No te miento: fui feliz
Por Angélica Ferrer.
Fuente: El Sol de México
Era el primer día de los abuelos sin Alfonso, mi abuelito. Ese domingo, salimos mi mamá Chayo y yo de nuestra entonces casa, en la colonia Tacuba, a mi tierra, CTM el Risco, para ver a mi abuelita Charo. Justo en la periferia, justo en la infancia.
Compramos un pastel para cortar entre las tres; no recuerdo qué otra cosa comimos. Como siempre, nos sentamos en nuestras sillas favoritas en el comedor y platicamos.
Para esa época, yo era editora de Internacional en el sitio web de Milenio y recibí una alerta de tantas de medios de comunicación: reportaban la muerte de Juan Gabriel.
No sabía cómo decirles a mi abue y a mi mamá. El divo de Juárez es una pieza fundamental en nuestra familia; su música ha estado presente siempre.
Se los dije.
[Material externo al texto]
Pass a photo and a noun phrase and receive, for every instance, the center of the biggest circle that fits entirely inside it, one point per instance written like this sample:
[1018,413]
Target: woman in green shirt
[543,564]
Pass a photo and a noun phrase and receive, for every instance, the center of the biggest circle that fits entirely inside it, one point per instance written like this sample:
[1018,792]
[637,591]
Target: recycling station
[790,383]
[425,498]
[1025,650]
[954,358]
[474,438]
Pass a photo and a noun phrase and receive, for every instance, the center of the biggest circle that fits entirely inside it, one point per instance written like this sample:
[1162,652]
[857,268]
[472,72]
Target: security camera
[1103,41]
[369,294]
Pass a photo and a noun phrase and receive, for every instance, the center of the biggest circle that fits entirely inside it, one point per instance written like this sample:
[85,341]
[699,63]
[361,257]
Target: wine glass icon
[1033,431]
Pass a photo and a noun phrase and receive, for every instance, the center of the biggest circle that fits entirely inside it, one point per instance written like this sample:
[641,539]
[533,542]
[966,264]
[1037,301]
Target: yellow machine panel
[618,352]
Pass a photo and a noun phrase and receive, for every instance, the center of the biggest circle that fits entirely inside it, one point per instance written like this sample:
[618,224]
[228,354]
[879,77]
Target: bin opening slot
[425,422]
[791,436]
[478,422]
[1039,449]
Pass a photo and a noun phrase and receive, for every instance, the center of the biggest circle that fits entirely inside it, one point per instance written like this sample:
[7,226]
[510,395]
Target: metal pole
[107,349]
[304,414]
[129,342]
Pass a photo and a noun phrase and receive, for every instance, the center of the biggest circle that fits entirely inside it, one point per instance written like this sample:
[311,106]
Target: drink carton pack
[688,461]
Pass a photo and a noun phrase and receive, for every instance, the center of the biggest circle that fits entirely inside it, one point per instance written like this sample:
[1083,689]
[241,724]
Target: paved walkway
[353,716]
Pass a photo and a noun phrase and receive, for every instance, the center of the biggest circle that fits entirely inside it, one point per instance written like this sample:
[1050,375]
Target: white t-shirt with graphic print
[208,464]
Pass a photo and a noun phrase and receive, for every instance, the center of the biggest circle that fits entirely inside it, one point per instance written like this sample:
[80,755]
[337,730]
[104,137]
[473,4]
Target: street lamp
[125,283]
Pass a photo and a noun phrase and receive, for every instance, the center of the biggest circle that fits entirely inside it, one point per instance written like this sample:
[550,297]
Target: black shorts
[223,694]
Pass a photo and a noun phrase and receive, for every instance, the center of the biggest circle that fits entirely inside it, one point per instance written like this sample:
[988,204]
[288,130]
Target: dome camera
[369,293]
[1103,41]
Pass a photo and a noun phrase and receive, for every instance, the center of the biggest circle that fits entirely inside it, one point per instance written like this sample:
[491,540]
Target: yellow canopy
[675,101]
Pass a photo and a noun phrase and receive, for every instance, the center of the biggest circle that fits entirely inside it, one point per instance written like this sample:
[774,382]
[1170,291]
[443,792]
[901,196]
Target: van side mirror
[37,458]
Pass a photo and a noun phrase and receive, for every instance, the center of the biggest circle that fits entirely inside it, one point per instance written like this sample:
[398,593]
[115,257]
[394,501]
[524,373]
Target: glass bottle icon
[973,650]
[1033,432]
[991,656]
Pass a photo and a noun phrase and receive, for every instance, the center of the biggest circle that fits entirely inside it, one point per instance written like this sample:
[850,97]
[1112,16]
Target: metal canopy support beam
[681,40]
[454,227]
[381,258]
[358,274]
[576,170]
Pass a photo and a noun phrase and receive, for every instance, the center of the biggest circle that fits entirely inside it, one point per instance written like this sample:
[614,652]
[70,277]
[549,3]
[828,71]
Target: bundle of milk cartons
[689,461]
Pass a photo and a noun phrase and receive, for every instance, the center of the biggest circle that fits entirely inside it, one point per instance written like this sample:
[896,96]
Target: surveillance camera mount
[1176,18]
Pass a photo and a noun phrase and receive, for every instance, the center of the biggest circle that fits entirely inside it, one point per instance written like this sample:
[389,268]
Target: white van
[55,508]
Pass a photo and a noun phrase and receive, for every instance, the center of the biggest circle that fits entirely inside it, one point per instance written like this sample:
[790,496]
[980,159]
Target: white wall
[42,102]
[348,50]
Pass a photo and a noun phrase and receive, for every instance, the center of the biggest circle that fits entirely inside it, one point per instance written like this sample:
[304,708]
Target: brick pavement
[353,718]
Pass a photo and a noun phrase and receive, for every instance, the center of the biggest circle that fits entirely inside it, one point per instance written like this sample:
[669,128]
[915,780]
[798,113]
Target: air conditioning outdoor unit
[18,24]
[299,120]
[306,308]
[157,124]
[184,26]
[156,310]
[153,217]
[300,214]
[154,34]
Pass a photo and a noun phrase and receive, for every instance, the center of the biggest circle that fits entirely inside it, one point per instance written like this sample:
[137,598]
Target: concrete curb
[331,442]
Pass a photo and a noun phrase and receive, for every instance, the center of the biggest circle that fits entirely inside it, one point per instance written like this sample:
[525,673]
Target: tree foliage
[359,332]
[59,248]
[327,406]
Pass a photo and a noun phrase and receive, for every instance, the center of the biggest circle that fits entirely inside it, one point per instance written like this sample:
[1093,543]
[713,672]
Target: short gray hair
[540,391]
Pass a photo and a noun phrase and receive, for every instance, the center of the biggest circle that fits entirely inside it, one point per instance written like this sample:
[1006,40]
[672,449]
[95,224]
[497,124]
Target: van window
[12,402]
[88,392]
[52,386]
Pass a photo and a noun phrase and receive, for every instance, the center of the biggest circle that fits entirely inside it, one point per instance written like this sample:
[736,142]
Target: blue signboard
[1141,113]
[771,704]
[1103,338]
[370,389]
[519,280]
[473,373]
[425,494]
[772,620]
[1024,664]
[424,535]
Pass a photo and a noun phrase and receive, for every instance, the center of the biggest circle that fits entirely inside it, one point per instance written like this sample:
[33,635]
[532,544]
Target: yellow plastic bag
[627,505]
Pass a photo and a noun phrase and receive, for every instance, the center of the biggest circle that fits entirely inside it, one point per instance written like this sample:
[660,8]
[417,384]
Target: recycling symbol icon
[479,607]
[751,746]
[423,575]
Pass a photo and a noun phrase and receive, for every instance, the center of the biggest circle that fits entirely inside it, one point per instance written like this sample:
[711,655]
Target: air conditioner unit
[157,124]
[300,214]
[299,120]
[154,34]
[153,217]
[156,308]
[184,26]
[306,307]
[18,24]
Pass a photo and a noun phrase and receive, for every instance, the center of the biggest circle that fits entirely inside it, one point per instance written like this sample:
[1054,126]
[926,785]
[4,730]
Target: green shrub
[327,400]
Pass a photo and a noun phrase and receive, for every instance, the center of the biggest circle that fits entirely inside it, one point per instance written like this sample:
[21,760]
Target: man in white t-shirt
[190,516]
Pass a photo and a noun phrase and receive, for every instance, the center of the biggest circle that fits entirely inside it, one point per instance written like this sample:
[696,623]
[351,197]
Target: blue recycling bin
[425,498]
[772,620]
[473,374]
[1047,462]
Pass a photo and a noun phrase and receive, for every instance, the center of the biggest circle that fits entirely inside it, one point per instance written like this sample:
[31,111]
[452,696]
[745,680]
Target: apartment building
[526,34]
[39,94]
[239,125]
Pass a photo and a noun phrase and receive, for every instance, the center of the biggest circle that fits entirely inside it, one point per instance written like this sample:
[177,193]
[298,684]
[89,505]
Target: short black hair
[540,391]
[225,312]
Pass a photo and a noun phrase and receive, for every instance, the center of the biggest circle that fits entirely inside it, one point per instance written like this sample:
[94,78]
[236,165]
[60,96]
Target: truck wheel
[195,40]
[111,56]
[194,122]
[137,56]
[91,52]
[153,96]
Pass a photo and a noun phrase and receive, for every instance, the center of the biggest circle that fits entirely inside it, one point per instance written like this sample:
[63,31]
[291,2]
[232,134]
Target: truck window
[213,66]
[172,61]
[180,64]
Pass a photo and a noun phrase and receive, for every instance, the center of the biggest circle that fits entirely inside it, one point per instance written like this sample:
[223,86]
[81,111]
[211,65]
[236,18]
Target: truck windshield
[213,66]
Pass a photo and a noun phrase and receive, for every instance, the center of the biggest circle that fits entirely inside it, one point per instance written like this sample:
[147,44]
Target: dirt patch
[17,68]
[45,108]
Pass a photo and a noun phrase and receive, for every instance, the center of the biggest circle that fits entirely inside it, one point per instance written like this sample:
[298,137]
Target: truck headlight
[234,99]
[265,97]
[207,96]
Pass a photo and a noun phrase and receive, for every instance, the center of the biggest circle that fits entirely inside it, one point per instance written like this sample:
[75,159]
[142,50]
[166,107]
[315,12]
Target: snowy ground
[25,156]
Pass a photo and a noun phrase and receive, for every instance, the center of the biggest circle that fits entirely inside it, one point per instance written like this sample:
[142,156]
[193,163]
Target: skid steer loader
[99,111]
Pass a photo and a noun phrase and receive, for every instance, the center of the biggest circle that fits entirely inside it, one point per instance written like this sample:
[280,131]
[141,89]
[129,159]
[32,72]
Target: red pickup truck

No podíamos creerlo. Pusimos el canal de noticias, ese con el que me eduqué desde niña. Era cierto: la transmisión se convirtió en cobertura especial, en vivo y en directo, desde Estados Unidos, donde murió.
Juanga apenas había rebasado los 60; era muy joven y seguía en la gira con la que había llenado nuevamente varias fechas en el Auditorio Nacional.
Fue uno de esos "última hora" que no se me ocurrió jamás; cuando le tienes tanto cariño y agradecimiento a alguien, te parecen infinitos.
A pesar del impacto, tuve mucha suerte en pasar esa fecha con ellas. Las Rosarios, especialmente mi mamá, me hablaron de "la noche que México no durmió", ocurrida a finales de agosto de 1988.
Alberto Aguilera se presentó en uno de los programas más exitosos de la época: "Mala noche, no", conducido por Verónica Castro. Por lo que sé, el programa normalmente no duraba más que un par de horas. Esa fecha, se extendió casi una jornada laboral, hasta hilarse con el noticiero matutino.
Juan Gabriel cantó, cantó y cantó. Impactó a toda la audiencia, la presente en el set y en los hogares. Mi mamá me ha contado que, al otro día, solo dio tiempo de bañarse e irse a la escuela. Fue tan bueno ese programa que quedaría en el corazón de miles de personas, entre ellas, las Rosarios.
No hubo mes en el que no escuchara un disco del artista michoacano en casa de mi abue. Una de las portadas que más amo es la de El México que se nos fue, donde viene Canción 187, escrita en protesta por las leyes antimigratorias en boga durante la década de 1990. Es una de mis melodías favoritas, y más en estos tiempos tan duros mundialmente.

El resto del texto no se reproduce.